The answers given to these questions, both from theory and from models, are all over the map; and most of these answers do not fit very well with observational evidence.


SS:
The main point of disagreement seems to be how much or how little we should trust climate model predictions (and how much future warming to expect).  Even there there would have to be agreement that many important details (e.g., soil moisture in Iowa) are untrustworthy, since model predictions don't even agree with each other. On the other hand, all models predict significant changes of one kind or another within not too many more decades.

WE:
I must say, I truly fail to understand why people trust computers to predict the climate 50 to 100 years out, when the same computers can't predict the weather 10 days out. The climate is a non-linear, coupled, driven, chaotic system with a wide range of both known and unknown feedbacks. Yes, all of the computer models "prove" that the climate will have significant changes. This is not surprising, given that any computer model which did not predict such changes would be judged a failure, and redesigned until it did predict such changes.

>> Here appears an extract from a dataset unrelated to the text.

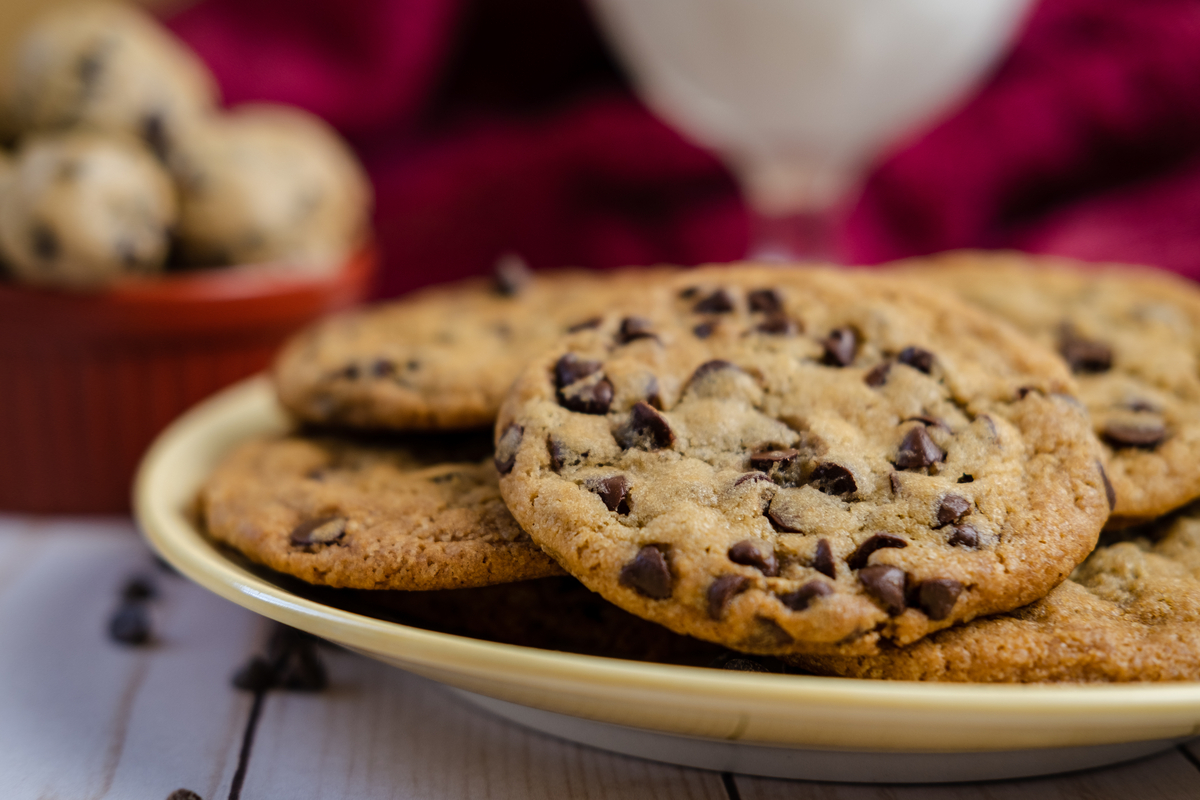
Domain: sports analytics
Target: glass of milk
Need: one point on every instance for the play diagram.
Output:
(798, 96)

But the models disagree on the timing, the size, the location, and the severity of the changes. This has been countered by what is, to me, an even less explicable move. This is to use "ensembles" of computer models, and to take some kind of average of them to give an answer. To me, taking the average of unreliable models does not give us a better answer, especially when the models are all making the same assumption, that GHGs are going to radically heat the world.

Finally, there is a further point of disagreement which you did not mention. This is the question of whether warming is a good thing or a bad thing. We do have some evidence in this regard, however. The world has warmed a couple of degrees since the 1700s. No islands have disappeared. No polar bears have gone extinct, nor any other animals (despite the "scientific" paper which "proved" that a 0.8C increase would wipe out a third of the world's species). There has been no wave of infectious diseases sweeping north and south with the increasing warmth. In fact, none of the predicted bad things happened when the earth warmed in the past. So why should we expect these bad things to suddenly start happening now?

So is there agreement? Yes, on some things. In order of decreasing agreement, I would offer the following statements:

1) The earth is warming, and has been since the "Little Ice Age" in the 1700s. Most scientists would agree.

2) Humans are responsible for some of that warming. Again, most scientists would agree that humans can have some effect on the climate.

3) The human contribution is responsible for most of that warming. Here the disagreement starts. Although even the IPCC estimated that half of the 20th century warming was not caused by humans, many scientists feel that the natural causes far outweigh the human contribution.

4) We know enough about how the climate works to accurately model the evolution of the climate for the next 100 years. Very, very little agreement on this question. My own feeling? Ho, ho, ho ...

5) The bad effects of warming will far outweigh the good effects. Again, very little agreement, especially from people living in cooler climates.

6) We can do something about the human caused warming. While there has been little agreement about this question, the obvious failure of the Kyoto Protocol to "do something about warming" has brought about a shift towards the idea that we should concern ourselves with mitigation rather than prevention.

So unfortunately, there is no consensus, scientific or otherwise, about many questions related to climate.